International research team studying the Asian Tropopause Aerosol Layer (ATAL), an area of enhanced aerosol particles that appears in the summertime.

Asian summer monsoon rains provide a necessary wealth of water to one-third of the world’s population, but recent research in Nature shows that the severity of increasing drought over India during El Niño could be amplified by an elevated aerosol layer in the atmosphere over South Asia.

For the past four years an international research team sponsored by NASA and the Indian Space Research Organization (ISRO) has been studying the Asian Tropopause Aerosol Layer (ATAL), an area of enhanced aerosol particles that appears in the summertime. Using balloon-lofted instruments, the “Balloon measurement campaign of the Asian Tropopause Aerosol Layer (BATAL)” has collected data to better understand this seasonal atmospheric phenomenon and its potential impact on water resources, ozone, weather and climate.

This summer, the team collected data on trace gases and the properties of aerosols and ice crystals. NASA Langley Research Center scientists deployed to India to understand how pollution in Asia is transported into the stratosphere during the active summer monsoon, an annual phenomenon that brings humid weather and torrential rainfall to India and Southeast Asia.

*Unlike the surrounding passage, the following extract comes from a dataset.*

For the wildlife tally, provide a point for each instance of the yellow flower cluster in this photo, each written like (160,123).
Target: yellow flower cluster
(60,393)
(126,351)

During the recent summer deployment at the Tata Institute of Fundamental Research balloon facility Secunderabad, India — one of the few places in the world where large scientific payloads can be launched up to the stratosphere — the BATAL team conducted 10 balloon flights with science payloads that measure temperature, pressure, ozone, nitrogen oxide, water vapor and aerosols from the ground to the stratosphere. To avoid aviation traffic, the team began their research at 1 a.m. each morning and worked through the night to gather data.